Painting and sound as an active meditation in the pursuit of art itself crosses boundaries of cultures thus remaining integral to ones roots, nevertheless.
Origins are universal concepts. As in nature and in music an inner source of contemplation, solace and vital at its core. These are unlimited dimensions leading the action of painting an expression from reality to abstraction a journey of growth. RG

An Understanding of Form: Local Artist Ruth Gonzales Creates Abstract Born From Figure

An imposing, highly polished, ebony concert grand piano confronts all visitors to Ruth Gonzales’ workshop. Consuming a third of the available space, the piano would make more sense in a music conservatory than an abstract painter’s studio space.

However, a quick look at the remaining space shouts: An artist works here! Palette knives, brushes, mortars-and-pestles, paints and other tools of her craft populate the atelier. All of remaining spaces are lined with large, partly completed canvases. One yet-to-be stretched painting can be found flat on the floor, just a few steps from the front door.

Gonzales was born, raised and trained as a classical figurative artist in Hermosillo, Sonora, Mexico, three hours south of the Arizona/Mexico. She study painting at the Academy of Bellas Artes, with Maestros de la Abstraction, Gustavo Ozuna, Mario Moreno Zasueta, a desert City of Light of great sunsets. The artist worked as a missionary in Southern Mexico and moving to this desert in 1990.

The artist’s classical training presents itself in her abstractions: forms are suggested, not obvious. Her deconstruction process produces a tremendous sense of depth.

“It is her understanding of form,” said Jorge Mendez, of Jorge Mendez Gallery, “that allows her to retain its essence while creating an abstract painting. Her finished pieces contain a unique tension.”

Gonzales told me she finds painting on a flat, two-dimensional surface not to be limiting, but to be “freeing.” Her freedom is likely furthered by the fact that the natural and reflected light in her studio produces an ethereal, almost otherworldly aura that is inviting yet mysterious.

When first moving to the desert, Gonzales took a series of classes, including art classes, at the College of the Desert. “The desert became my inspiration as a painter,” she said. “I find the sand, the blue-black, starry nights, the purplish-brown mountains and our blue skies totally engaging.”

Gonzales said she realized she needed to expand the type and range of materials she applies. The artist still uses traditional oil paints (from the tube). “However,” she said, “those materials limit me. I am increasingly drawn to raw pigments that I can mix with linseed oil or apply directly to the canvas.”

Gonzales’ use of these pigments expands her ability to enhance the textural elements of her finished works. At times, she will also prep her canvas with unexpected materials, like sand and marvel dust powder.

The artist credits the late Mexican painter Rufino Tamayo as a major influence. Both rely heavily upon raw pigments, and both artists employ a limited number of colors. There is a difference: Tamayo chose distinctly different and contrasting colors.
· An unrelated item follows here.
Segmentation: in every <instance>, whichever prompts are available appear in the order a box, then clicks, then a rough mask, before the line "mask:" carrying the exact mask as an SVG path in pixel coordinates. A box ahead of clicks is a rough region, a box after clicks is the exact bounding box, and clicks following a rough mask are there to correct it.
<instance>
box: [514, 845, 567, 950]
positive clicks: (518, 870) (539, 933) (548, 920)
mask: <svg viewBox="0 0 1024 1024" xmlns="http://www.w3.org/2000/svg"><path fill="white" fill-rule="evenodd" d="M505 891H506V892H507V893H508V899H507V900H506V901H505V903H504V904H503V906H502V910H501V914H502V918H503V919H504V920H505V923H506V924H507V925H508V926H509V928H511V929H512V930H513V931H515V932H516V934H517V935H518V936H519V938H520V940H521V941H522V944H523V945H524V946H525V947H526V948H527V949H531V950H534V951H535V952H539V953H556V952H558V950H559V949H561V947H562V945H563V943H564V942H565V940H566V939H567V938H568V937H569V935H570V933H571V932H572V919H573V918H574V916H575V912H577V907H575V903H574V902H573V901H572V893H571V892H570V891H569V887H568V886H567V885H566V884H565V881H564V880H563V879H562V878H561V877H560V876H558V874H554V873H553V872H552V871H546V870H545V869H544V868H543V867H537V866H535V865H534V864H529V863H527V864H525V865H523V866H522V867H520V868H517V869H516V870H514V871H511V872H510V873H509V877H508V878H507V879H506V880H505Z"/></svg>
Gonzales realizes a world built from multiple layers of melded colors, nuanced shading, refracted light and textures. Unlike other painters who apply multiple and thick layers of paint, Gonzales’ finished pieces are neither weighty nor imposing. Her paintings emanate a lightness that is inviting and engaging, giving others opportunities to create their own unique experience, conversation and narrative.

There is an organic quality to all of Gonzales’ paintings. It appears that she starts by applying layers of bright white gesso, marvel dust, silica sand and/or pigments, and the artist’s canvases offer an inherent luster and/or sheen. This is especially true with “Chakra Sun.”

To ground her composition, the artist painted the bottom section of “Chakra Sun” in lush greens. The sporadic addition of contrasting light blue brushstrokes added richness. Above the greens, Gonzales painted a square in varying shades of gold. Because she presents the perimeter in darker shades of the same color, the square seems to radiate its own light. To complete the canvas, the artist introduces angular brushstrokes in carnelian and off-white; she creates what appear to be luminescent stick figures marching across the canvas.

It is incorrect to assume “Liquid Mind,” a large, imposing, horizontal canvas, is a departure. The artist remains true to her aesthetic and process—but in reverse. In contrast to her usual approach of building up colors to create spaces where forms seem to float, the artist here seems to be carefully stripping away previously developed layers of ground pigments, color and paint. The planned combination of highly textured, visually tactile surfaces and a limited palette makes “Liquid Mind” into a highly introspective and inward-looking painting.

“White Mist and Blackbirds” best exemplifies her organic approach and classical training as a figurative painter. Here, the foreground seems like a filmy scrim or mist hovering over a lake. It is through that uneven whiteness that Gonzales presents outlines of forms in bluish-black pigments or paints. The forms seem sketched, and the unevenly painted light tan background amplifies the sense of forms floating in space.